Employee Participation Cuts Production Costs

Summary of working paper 6033

...the 'traditional' and the 'voice' approaches... achieve equal amounts of cost reduction: almost 3 percent per year in real terms.

One way for companies to raise profits is to reduce costs. For decades Japanese automakers have required their suppliers to reduce their costs by several percentage points per year. More recently, U.S. automakers have adopted the idea that the prices of the components they buy from suppliers should go down every year, even using the Japanese word "kaizen," or continuous improvement, in describing how suppliers should achieve this goal. Ford, for example, announced in 1996 that suppliers should reduce costs by 5 percent per year through 2000.

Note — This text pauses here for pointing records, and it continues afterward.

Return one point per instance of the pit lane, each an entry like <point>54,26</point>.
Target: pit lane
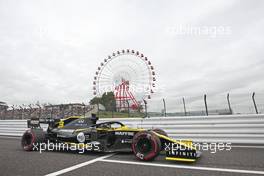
<point>15,161</point>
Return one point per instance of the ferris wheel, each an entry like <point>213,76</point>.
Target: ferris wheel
<point>127,73</point>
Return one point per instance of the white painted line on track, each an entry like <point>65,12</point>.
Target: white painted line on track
<point>186,167</point>
<point>247,146</point>
<point>78,166</point>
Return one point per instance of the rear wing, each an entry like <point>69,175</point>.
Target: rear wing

In Complementarity and Cost Reduction: Evidence from the Auto Supply Industry(NBER Working Paper No. 6033), Susan Helper uses information from two surveys she conducted in 1993 and from field interviews done over the past 12 years with the auto supply industry to explore the determinants of average-cost reduction for a sample of around 200 plants in the United States and Canada between 1988 and 1992. Specifically, she examines the relative success of two methods - the "traditional" and the "voice" approaches - in reducing costs. She finds that both approaches achieve equal amounts of cost reduction: almost 3 percent per year in real terms.

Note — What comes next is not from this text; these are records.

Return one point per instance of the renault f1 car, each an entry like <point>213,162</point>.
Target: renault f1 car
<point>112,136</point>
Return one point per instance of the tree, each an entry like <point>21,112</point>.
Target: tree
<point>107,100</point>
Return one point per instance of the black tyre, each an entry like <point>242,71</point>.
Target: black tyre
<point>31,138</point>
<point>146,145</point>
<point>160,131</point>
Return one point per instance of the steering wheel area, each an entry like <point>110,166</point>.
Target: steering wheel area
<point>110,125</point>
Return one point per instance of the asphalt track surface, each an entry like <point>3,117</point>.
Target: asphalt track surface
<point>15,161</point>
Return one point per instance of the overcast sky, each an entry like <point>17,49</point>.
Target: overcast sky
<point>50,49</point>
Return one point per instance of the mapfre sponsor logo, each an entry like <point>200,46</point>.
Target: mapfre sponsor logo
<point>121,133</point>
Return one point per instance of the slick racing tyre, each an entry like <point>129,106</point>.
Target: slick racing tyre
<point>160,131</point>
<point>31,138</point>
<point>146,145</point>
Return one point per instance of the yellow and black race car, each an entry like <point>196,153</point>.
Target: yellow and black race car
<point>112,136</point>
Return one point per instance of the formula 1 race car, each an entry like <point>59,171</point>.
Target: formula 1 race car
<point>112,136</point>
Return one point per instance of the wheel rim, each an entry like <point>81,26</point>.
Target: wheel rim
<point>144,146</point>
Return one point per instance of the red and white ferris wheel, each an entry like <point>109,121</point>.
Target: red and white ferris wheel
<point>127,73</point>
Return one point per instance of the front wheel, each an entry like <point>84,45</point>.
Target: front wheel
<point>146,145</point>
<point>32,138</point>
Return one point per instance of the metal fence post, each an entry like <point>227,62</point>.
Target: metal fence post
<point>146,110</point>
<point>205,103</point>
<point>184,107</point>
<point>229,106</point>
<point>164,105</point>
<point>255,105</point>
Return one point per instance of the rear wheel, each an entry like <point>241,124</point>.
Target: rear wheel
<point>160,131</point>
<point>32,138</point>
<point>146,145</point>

The two systems arise from different views about the determinants of cost reduction. For the "traditional" approach, competitive markets are very important, because they allow firms to switch (and threaten to switch) to cheaper workers and parts suppliers. With the "voice" approach, suppliers do not just provide tangible parts for current production, they also are important providers of ideas for improving the process in the future. Thus, firms try to reduce costs through discussion with their existing suppliers and workers. These relationships have led to significant performance improvement in areas such as product development productivity and lead time, product quality, and inventory levels. But such a close relationship requires both parties to disclose proprietary information and to invest in learning about each others' process. A supplier will not take such actions without assurance that it will have the business long enough to earn a reasonable profit. Giving such assurances makes it more difficult for the customer to switch business partners, reducing its bargaining power. Similarly, workers need some commitment if they are to be willing to provide suggestions that may make their jobs unnecessary.

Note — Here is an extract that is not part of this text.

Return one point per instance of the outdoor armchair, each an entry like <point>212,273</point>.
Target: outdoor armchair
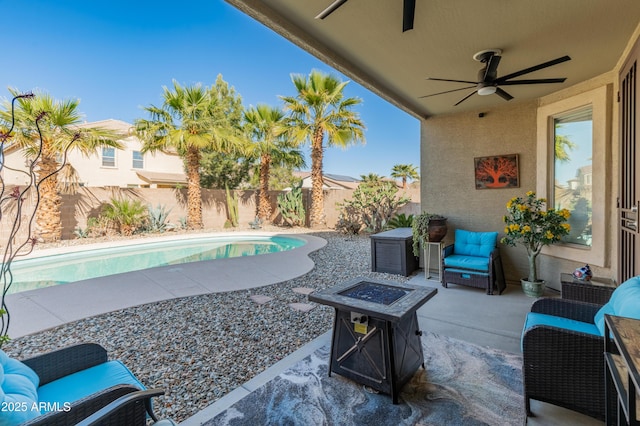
<point>473,260</point>
<point>64,387</point>
<point>563,350</point>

The two approaches reduce costs in very different ways. Those plants with suggestion systems (or with labor-management committees with policy power) -- the voice plants -- achieved cost reduction primarily through information-rich relationships with customers and workers. Plants with both worker participation and high wages reduced costs more than firms with neither or with only one of these practices. (For a firm with a suggestion program and 10 percent of its costs coming from direct labor -- the sample average -- a small wage premium would pay for itself in cost-reducing ideas.) Firms which had voice relationships with workers also benefitted from voice relationships with their customers. In contrast, the no-suggestion --or traditional -- group achieved cost reduction through volume increases, and by the ability to lay off workers made redundant by process improvement efforts.

Helper tells of a firm in Wellington, Ohio, which puts anti-corrosion and other types of coatings onto fasteners used in automotive engines. This firm uses the traditional approach to cutting costs and increasing profits. The firm's competitive advantage is that it has figured out how to use tumblers, jiggled by an electric motor underneath, to orient small parts so that the coating can be applied by machine rather than by hand. Cost reduction is the job of engineers, who do it by figuring out how to automate the coating of ever trickier parts. They do not receive help in these efforts from either operators (who usually leave after a year or so), or from customers (who worry about making design changes that would lock them into using that one supplier).

In another case, a firm making printed circuit boards for the auto industry, consultants worked with a team of engineers and supervisors from the plant to rethink the entire process. This team was able to eliminate a time-consuming process step, increasing output per hour by 25 percent. Because the firm was able to lay off all workers on the third shift, the increased productivity translated into substantial savings.

A third firm in Plymouth, Michigan -- the Industrial Strainer Corp. -- is struggling to adopt a voice approach to production. In 1994, Ford made a big push to teach its suppliers, including this firm, kaizen techniques. After a week-long process, a union-management team was able to reduce from four to three the number of workers required to assemble oil separators. They did this by re-arranging machines to reduce time walking between them, and re-arranging tasks so no operator was idle while others worked. Also, ergonomic improvements in packing crates and storage increased productivity and reduced costly injuries.

In addition, Industrial Strainer's workers made 170 cost-saving suggestions last year. Key to this was management's commitment that no one would be laid off as a result of productivity improvements, notes Helper.